What a satisfactory level of reliability is depends on how a measure is being used. In the early stages of research on predictor tests or hypotesized measures of a construct, one saves time and energy by working with instruments that have ony modest reliability, for which purpose reliabilities of .70 or higher will suffice. If significant correlations are found, corrections for attenuation will estimate how much the correlations will increase when reliabilities of measures are increased. If those corrected values look promising, it will be worth the time and effort to increase items and reuce measurement error in other ways.

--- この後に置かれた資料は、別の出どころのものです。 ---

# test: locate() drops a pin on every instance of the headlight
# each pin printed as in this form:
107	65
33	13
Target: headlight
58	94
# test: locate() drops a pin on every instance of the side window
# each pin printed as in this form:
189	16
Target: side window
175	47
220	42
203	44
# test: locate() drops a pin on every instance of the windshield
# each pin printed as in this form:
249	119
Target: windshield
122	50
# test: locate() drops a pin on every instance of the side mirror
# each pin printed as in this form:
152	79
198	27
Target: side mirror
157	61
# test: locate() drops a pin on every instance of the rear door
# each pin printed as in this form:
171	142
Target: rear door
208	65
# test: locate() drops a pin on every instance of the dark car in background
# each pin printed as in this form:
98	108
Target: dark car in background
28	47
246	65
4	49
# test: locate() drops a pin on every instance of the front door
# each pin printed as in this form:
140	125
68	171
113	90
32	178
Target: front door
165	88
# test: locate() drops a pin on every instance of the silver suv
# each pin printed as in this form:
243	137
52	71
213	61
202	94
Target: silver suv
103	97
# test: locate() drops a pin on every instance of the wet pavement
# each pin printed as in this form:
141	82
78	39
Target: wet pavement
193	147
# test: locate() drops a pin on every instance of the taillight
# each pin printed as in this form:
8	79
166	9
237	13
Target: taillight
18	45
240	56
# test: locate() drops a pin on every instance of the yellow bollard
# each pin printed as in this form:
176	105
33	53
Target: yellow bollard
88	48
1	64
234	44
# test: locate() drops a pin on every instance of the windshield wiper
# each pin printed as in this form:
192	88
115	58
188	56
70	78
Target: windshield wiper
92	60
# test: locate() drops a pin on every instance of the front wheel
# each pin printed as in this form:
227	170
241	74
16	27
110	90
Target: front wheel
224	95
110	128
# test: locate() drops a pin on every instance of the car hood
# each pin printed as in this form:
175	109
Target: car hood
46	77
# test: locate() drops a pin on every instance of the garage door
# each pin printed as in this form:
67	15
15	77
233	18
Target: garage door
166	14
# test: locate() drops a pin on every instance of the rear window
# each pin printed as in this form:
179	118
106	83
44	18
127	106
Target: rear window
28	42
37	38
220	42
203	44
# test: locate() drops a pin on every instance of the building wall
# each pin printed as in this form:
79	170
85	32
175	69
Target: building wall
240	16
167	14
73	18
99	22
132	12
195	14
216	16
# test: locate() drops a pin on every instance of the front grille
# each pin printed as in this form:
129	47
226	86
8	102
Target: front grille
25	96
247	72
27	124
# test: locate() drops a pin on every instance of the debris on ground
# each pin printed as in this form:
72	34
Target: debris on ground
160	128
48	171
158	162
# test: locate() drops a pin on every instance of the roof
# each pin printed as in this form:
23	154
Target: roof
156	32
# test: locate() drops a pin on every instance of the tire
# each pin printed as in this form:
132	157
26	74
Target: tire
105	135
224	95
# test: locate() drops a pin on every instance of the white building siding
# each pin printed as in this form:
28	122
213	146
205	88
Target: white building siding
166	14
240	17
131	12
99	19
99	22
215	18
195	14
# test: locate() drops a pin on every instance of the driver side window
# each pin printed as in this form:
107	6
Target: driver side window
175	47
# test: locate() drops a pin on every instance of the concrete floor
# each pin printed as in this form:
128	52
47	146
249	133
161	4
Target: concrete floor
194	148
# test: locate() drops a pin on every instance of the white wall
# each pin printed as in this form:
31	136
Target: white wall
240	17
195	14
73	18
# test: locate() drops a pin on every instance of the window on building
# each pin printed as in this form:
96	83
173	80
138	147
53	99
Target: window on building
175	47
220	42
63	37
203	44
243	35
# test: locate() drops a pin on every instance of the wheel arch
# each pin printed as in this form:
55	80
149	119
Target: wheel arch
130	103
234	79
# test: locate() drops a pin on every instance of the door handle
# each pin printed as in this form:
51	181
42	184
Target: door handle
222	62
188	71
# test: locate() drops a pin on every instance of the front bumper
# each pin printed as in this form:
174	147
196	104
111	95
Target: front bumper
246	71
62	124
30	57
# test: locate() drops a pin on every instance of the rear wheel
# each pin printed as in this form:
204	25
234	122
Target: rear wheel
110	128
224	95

  For basic research, it can be argued that increasing reliabilities much beyound .80 is often wasteful of time and funds. At that level correlations are attenuated very little by measurement error. To obtain a higher reliability, say, of .90, strenuous efforts at standardization in addition to increasing the number of items might be required. Thus the more reliable test might be excessively time-consuming to construct, administer, and score.
  In contrast to the standards in basic research, in many applied settings a reliabiity of .80 is not nearly high enough. In basic research, the concern is with the differences in means for different experimental treatments, for which purposes a reliability of .80 for the different measures involved is adequate. In many applied problems, a great deal hihges on the exact score made by a person on a test. If, for example, in a particular school system children with IQs below 70 are placed in special classes, it makes a great deal of difference whether the child has an IQ of 65 or 75 on a particular test. (Of course, other standards would be applied in addition to the IQ test.) If a college is able to admit only one-third of the students who apply, whether a student is in the upper third may depend on only a few score points on aptitude test. In such instances it is frightening to think that any measurement error is permitted. Even with a reliability of . 90, the standard error of measurement is almost one-third as large as the standard deviation of test scores. In those applied settings where important decisions are made with respect to specific test scores, a reliability of .90 is the minimum that should be tolerated, and a reliability of .95 should be considered the desirable standard. (pp.245-6)

「尺度が使われる文脈により異なるよ」という至極まっとうなことが書かれていました。

p値の話でも,効果量の話でも,SEMのfit indiceの話でもみんなそうですけれど,こういう基準の数値ってオリジナルの文脈から離れて一人歩きするよなぁとか思いました。